$$\frac{(7x+2)(x+1)}{(x^2-1)(x+2)} = \frac A{x−1}+\frac B{x+2}$$
I never did such a task before. My first idea would be to shorten the left side by (x+1), which would result in.
$$\frac{7x+2}{(x^2-1)+1} = \frac A{x−1}+\frac B{x+2}$$ And that is utterly wrong. I asked in other forums and they said me that I have to get this term:
$$\frac{7x+2}{(x-1)(x+2)} = \frac {A(x+2)+B(x-1)}{(x-1)(x+2)}$$ With the solutions being $$(A+B)*x = 7x~and~ 2A - B = 2$$
I did not understand anything, how to get to these results in the first instance and how to calculate A and B. This is my one of my first "tasks" I have to do for the first semester, and I have no idea how to do it.
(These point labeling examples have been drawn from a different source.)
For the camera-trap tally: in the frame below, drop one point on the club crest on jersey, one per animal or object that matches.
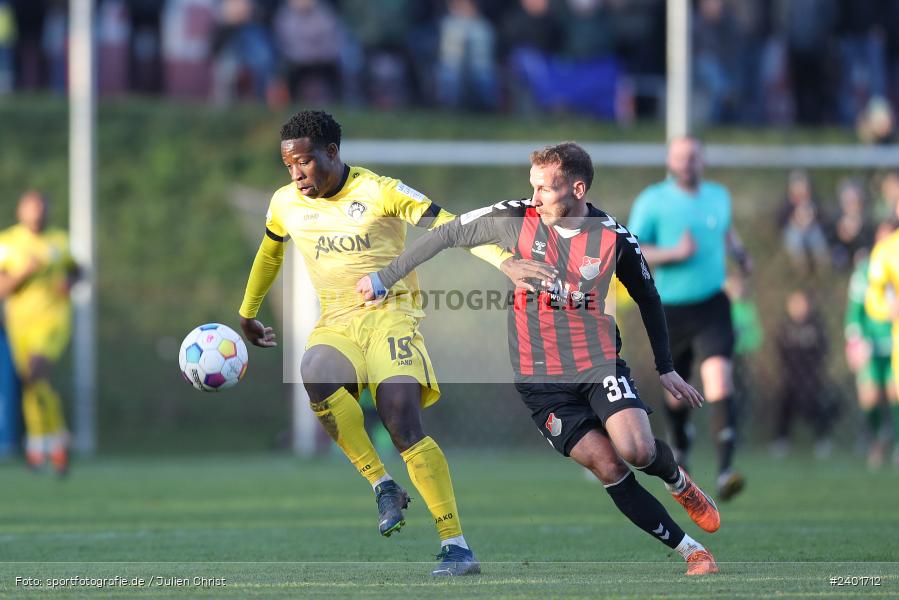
(355, 210)
(589, 267)
(553, 425)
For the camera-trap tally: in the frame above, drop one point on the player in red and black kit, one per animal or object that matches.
(564, 347)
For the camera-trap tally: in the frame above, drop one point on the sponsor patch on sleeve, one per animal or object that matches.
(410, 192)
(471, 215)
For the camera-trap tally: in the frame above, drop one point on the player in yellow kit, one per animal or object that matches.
(882, 297)
(347, 222)
(36, 271)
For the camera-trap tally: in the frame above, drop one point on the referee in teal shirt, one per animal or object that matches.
(685, 231)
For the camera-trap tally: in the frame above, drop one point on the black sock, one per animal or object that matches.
(645, 511)
(663, 465)
(679, 426)
(724, 430)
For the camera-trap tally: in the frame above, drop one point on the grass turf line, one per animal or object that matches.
(280, 527)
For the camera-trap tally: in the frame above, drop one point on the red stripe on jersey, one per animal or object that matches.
(525, 242)
(547, 314)
(528, 232)
(607, 252)
(579, 345)
(525, 353)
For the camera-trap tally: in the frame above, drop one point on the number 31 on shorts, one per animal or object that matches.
(614, 390)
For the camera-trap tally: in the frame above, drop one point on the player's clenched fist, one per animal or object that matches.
(257, 333)
(371, 287)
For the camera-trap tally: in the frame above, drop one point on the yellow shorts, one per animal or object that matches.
(44, 336)
(382, 344)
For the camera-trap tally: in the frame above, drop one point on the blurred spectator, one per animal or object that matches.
(244, 59)
(467, 77)
(30, 65)
(862, 52)
(888, 207)
(809, 27)
(716, 45)
(803, 234)
(802, 350)
(876, 124)
(308, 36)
(8, 35)
(113, 41)
(54, 42)
(589, 30)
(187, 30)
(852, 230)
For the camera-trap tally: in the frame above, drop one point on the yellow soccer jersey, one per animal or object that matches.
(44, 294)
(883, 281)
(357, 231)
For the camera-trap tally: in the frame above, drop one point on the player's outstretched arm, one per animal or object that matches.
(490, 253)
(632, 271)
(522, 272)
(262, 274)
(9, 284)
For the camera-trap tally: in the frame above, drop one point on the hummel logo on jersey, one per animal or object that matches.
(341, 244)
(589, 267)
(355, 210)
(553, 424)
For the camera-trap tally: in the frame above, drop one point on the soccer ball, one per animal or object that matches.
(213, 357)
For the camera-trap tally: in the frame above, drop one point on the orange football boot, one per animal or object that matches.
(698, 505)
(701, 562)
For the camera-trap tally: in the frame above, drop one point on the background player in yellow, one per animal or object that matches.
(347, 222)
(882, 297)
(36, 271)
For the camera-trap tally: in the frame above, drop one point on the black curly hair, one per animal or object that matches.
(318, 126)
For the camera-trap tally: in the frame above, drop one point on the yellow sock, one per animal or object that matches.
(32, 411)
(51, 405)
(341, 416)
(429, 473)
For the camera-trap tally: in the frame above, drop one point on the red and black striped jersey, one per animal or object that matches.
(565, 328)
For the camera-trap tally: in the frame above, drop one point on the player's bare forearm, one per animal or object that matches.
(658, 255)
(681, 390)
(738, 251)
(263, 273)
(528, 273)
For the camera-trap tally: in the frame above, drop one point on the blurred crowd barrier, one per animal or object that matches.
(766, 61)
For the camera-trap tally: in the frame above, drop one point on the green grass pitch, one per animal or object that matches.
(272, 526)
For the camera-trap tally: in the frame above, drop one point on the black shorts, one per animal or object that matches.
(699, 331)
(565, 411)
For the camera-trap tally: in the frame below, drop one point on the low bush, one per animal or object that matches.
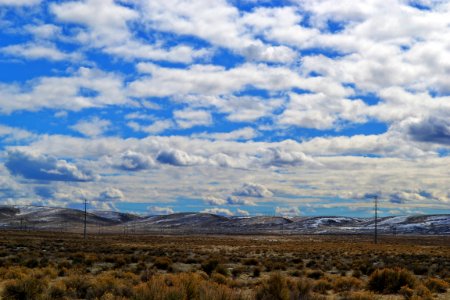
(322, 286)
(28, 288)
(390, 281)
(436, 285)
(361, 295)
(209, 266)
(162, 263)
(343, 284)
(274, 288)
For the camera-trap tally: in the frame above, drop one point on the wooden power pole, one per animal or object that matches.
(375, 236)
(85, 218)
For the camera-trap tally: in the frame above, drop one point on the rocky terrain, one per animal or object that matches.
(66, 219)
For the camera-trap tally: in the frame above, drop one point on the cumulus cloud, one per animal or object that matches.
(253, 190)
(47, 168)
(19, 2)
(134, 161)
(159, 210)
(85, 88)
(92, 127)
(111, 195)
(246, 133)
(242, 212)
(233, 200)
(11, 134)
(431, 130)
(212, 200)
(38, 51)
(105, 26)
(286, 157)
(287, 211)
(179, 158)
(189, 118)
(218, 211)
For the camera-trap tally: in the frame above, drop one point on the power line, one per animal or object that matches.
(376, 220)
(85, 217)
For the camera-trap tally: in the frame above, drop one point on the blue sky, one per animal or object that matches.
(229, 107)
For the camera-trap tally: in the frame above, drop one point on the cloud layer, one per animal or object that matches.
(231, 107)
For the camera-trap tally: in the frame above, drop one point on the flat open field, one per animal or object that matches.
(37, 265)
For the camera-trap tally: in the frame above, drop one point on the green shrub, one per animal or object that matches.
(209, 266)
(390, 281)
(162, 263)
(250, 262)
(275, 288)
(28, 288)
(358, 296)
(317, 274)
(322, 286)
(436, 285)
(304, 287)
(343, 284)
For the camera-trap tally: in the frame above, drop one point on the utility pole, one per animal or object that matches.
(85, 217)
(376, 220)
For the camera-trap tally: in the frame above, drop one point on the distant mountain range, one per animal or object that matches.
(66, 219)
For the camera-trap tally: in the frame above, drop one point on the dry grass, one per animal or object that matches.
(51, 266)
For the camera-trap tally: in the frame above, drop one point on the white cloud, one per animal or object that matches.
(93, 127)
(179, 158)
(158, 210)
(246, 133)
(322, 112)
(188, 118)
(106, 26)
(253, 190)
(38, 51)
(134, 161)
(111, 194)
(242, 212)
(211, 80)
(215, 21)
(19, 2)
(218, 211)
(157, 126)
(212, 200)
(83, 89)
(11, 134)
(287, 211)
(233, 200)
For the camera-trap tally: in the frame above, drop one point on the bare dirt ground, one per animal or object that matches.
(222, 267)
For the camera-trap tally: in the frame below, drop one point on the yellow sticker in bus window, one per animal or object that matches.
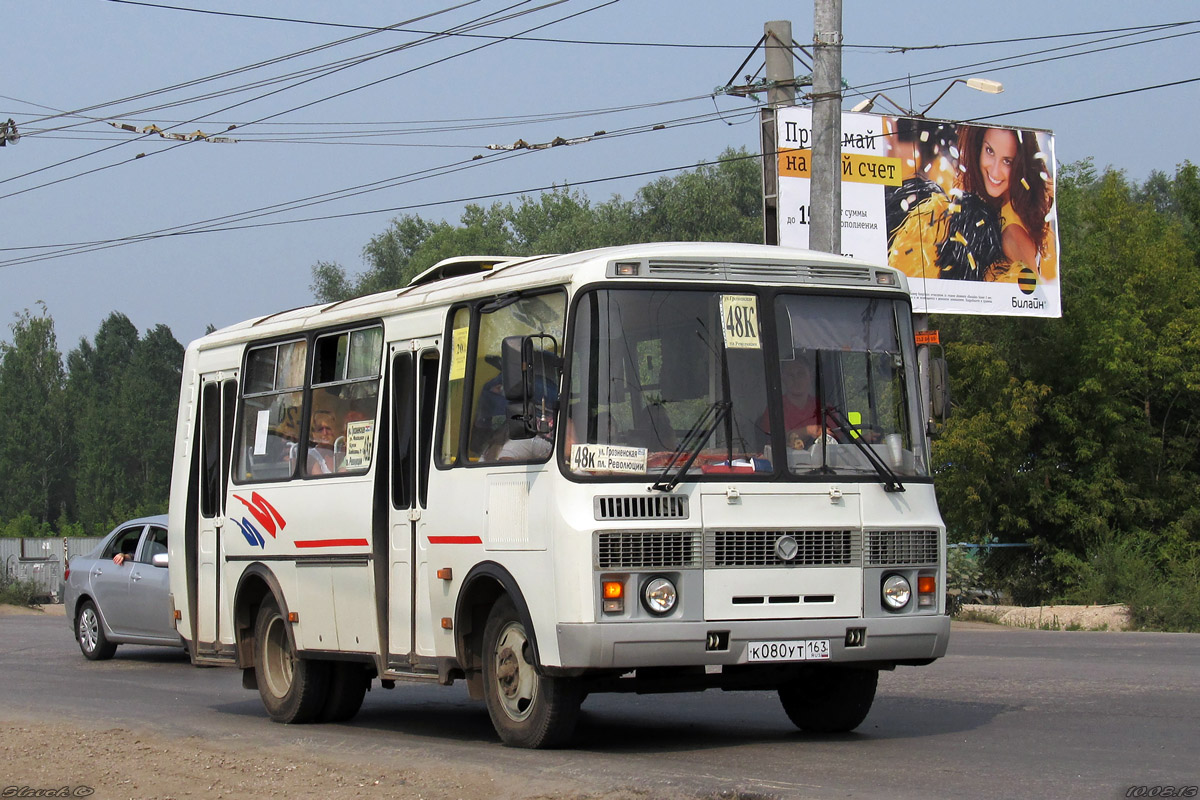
(739, 322)
(459, 354)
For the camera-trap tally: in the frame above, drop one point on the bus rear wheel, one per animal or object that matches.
(832, 699)
(527, 708)
(293, 689)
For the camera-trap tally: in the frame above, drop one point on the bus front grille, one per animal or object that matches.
(657, 549)
(658, 506)
(750, 548)
(900, 548)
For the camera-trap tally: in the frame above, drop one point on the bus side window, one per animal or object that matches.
(273, 398)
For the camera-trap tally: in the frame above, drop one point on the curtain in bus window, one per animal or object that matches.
(270, 414)
(823, 323)
(345, 402)
(455, 390)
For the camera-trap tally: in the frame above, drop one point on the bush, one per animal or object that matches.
(1162, 594)
(18, 591)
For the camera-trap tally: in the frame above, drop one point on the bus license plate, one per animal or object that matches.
(789, 650)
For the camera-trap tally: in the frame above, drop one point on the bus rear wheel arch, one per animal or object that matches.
(293, 689)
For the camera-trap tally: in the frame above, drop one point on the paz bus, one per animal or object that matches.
(654, 468)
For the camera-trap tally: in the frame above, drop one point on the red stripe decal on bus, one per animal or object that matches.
(455, 540)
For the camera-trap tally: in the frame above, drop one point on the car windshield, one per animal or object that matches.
(673, 383)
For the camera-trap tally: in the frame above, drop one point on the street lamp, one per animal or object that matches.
(869, 103)
(978, 84)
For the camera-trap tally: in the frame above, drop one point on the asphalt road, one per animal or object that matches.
(1007, 714)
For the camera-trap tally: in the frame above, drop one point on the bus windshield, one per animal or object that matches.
(666, 383)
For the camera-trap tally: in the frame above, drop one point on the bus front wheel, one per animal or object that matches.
(832, 699)
(527, 708)
(293, 689)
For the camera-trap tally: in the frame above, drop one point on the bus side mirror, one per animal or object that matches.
(529, 377)
(939, 390)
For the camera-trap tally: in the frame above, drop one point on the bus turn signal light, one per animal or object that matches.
(613, 593)
(927, 591)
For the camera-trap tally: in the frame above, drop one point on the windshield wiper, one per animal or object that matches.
(693, 441)
(891, 480)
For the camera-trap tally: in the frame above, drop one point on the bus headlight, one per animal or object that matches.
(659, 596)
(897, 591)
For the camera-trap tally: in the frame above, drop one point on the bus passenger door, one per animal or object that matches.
(219, 395)
(414, 373)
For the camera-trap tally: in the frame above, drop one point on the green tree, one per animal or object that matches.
(1104, 475)
(124, 391)
(719, 202)
(35, 438)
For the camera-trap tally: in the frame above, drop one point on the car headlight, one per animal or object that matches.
(659, 596)
(897, 591)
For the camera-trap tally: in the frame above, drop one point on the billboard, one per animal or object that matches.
(966, 211)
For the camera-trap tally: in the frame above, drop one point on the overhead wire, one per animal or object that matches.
(197, 82)
(936, 76)
(238, 223)
(601, 5)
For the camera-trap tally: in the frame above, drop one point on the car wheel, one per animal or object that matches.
(528, 709)
(832, 699)
(90, 633)
(293, 689)
(347, 687)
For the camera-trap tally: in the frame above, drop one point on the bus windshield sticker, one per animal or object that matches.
(459, 354)
(609, 458)
(739, 322)
(359, 434)
(262, 427)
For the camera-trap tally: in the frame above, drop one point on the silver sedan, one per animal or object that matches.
(119, 593)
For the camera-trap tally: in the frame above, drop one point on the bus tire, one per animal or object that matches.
(527, 709)
(832, 699)
(293, 689)
(347, 687)
(90, 633)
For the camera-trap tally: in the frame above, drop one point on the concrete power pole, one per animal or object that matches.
(825, 198)
(780, 92)
(780, 70)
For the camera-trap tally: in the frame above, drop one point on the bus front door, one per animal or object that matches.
(414, 379)
(219, 396)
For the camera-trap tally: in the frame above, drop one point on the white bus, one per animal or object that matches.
(653, 468)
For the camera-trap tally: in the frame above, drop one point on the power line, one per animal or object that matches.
(607, 2)
(936, 76)
(196, 228)
(909, 48)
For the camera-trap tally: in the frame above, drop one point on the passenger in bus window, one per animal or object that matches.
(802, 413)
(322, 435)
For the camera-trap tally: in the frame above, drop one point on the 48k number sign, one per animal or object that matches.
(739, 322)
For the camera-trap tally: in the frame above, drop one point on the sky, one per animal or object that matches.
(360, 125)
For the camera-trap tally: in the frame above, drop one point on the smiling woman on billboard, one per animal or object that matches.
(993, 223)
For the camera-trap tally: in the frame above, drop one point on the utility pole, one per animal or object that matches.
(825, 197)
(780, 70)
(780, 92)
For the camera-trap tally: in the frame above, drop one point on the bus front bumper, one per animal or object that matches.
(660, 643)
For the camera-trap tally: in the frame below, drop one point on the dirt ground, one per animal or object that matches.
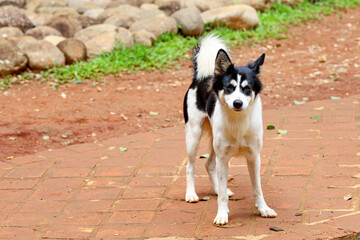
(319, 60)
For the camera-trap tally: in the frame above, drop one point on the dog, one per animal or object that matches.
(223, 101)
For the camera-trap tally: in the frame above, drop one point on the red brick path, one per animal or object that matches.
(96, 191)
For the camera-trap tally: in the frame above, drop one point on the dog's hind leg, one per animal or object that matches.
(253, 163)
(193, 135)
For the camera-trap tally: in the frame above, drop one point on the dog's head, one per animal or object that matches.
(237, 86)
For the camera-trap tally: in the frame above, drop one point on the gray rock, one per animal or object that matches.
(14, 17)
(157, 25)
(15, 3)
(260, 5)
(7, 32)
(190, 21)
(11, 59)
(73, 49)
(107, 41)
(144, 37)
(120, 20)
(66, 24)
(88, 33)
(41, 54)
(42, 31)
(54, 40)
(236, 17)
(94, 13)
(83, 7)
(120, 10)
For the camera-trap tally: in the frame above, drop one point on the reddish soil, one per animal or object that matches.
(317, 61)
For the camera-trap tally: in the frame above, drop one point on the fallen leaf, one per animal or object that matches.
(123, 149)
(347, 197)
(270, 127)
(276, 229)
(282, 132)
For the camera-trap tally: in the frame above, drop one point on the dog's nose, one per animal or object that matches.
(237, 104)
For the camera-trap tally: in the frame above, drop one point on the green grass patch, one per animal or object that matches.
(170, 48)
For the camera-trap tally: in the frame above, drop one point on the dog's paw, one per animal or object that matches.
(192, 197)
(221, 219)
(229, 192)
(267, 212)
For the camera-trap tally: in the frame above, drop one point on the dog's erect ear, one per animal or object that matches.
(222, 62)
(256, 66)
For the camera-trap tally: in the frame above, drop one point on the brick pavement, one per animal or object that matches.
(96, 191)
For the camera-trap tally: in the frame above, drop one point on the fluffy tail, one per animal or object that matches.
(204, 56)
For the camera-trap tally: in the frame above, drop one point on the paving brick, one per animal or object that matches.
(132, 217)
(121, 231)
(171, 230)
(26, 173)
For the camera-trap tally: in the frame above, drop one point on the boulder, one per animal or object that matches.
(94, 13)
(11, 59)
(73, 50)
(120, 20)
(7, 32)
(107, 41)
(15, 3)
(42, 31)
(83, 7)
(41, 54)
(157, 25)
(14, 17)
(190, 21)
(237, 17)
(144, 37)
(260, 5)
(54, 40)
(66, 24)
(88, 33)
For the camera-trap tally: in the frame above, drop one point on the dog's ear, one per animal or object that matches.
(256, 66)
(222, 62)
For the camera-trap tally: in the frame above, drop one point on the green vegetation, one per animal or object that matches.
(170, 48)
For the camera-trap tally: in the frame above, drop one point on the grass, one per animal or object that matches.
(170, 48)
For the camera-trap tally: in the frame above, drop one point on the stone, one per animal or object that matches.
(94, 13)
(237, 17)
(42, 31)
(6, 32)
(260, 5)
(15, 3)
(83, 7)
(12, 60)
(107, 41)
(88, 33)
(120, 20)
(13, 17)
(41, 54)
(190, 21)
(157, 25)
(144, 37)
(73, 50)
(38, 19)
(54, 40)
(66, 24)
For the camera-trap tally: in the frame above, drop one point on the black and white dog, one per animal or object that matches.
(223, 100)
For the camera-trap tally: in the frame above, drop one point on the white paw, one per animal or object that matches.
(229, 192)
(267, 212)
(192, 197)
(221, 219)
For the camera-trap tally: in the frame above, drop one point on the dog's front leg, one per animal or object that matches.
(254, 163)
(222, 169)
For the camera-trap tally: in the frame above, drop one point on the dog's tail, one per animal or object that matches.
(204, 56)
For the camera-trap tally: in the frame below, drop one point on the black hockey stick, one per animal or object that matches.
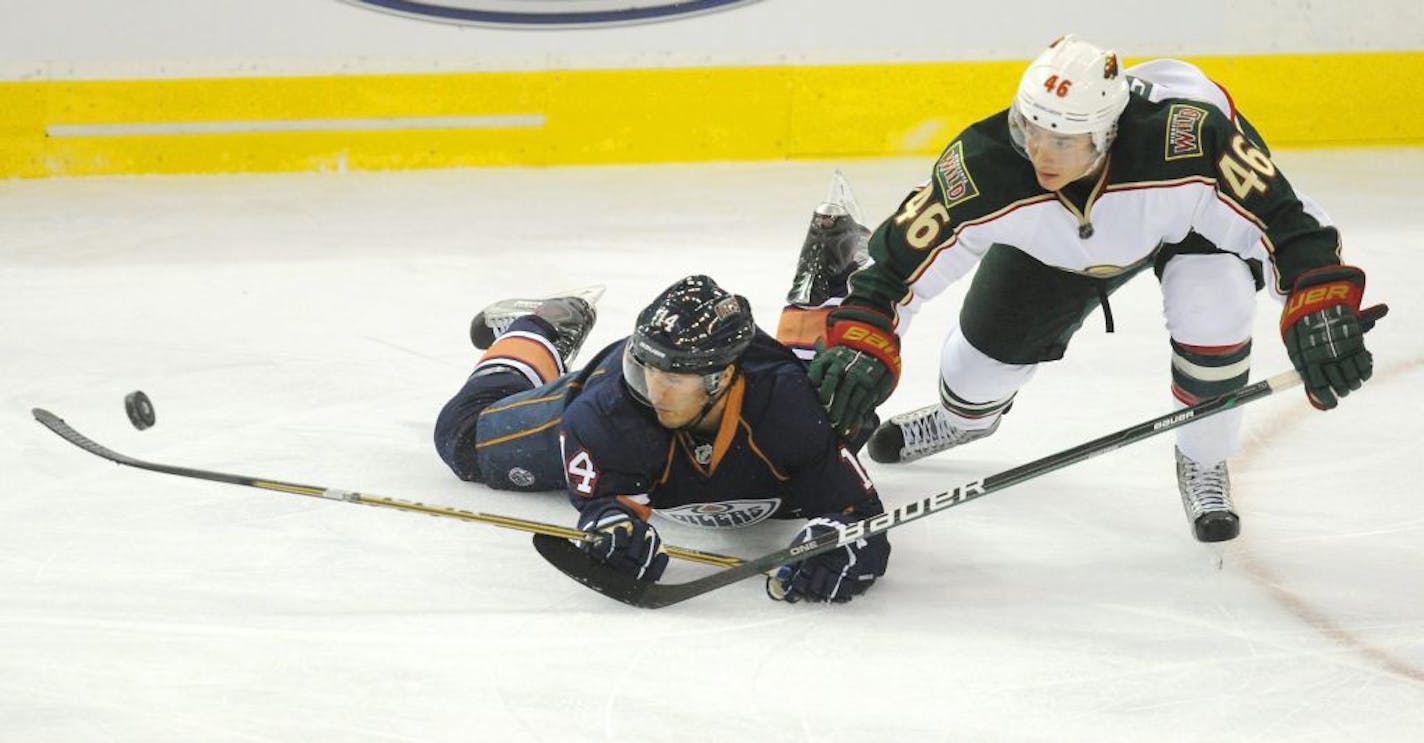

Need help! =(
After you get
$$7x+2=A(x+2)+B(x-1)$$
rewwrite it as
$$7x+2=(A+B)x+(2A-B)$$
Hence by comparing the coefficient, you just have to solve for $A+B=7$ and $2=2A-B$.
$$2=2A-(7-A)=3A-7$$
$$3A=2+7=9$$
Hopefully you can solve for $A$ and $B$ from here.
Alternatively, after getting
$$7x+2=A(x+2)+B(x-1)$$
Let $x=1$, and we get $9=3A$ immediately.
Let $x=-2$, we get $-14+2=-3B$ immediately.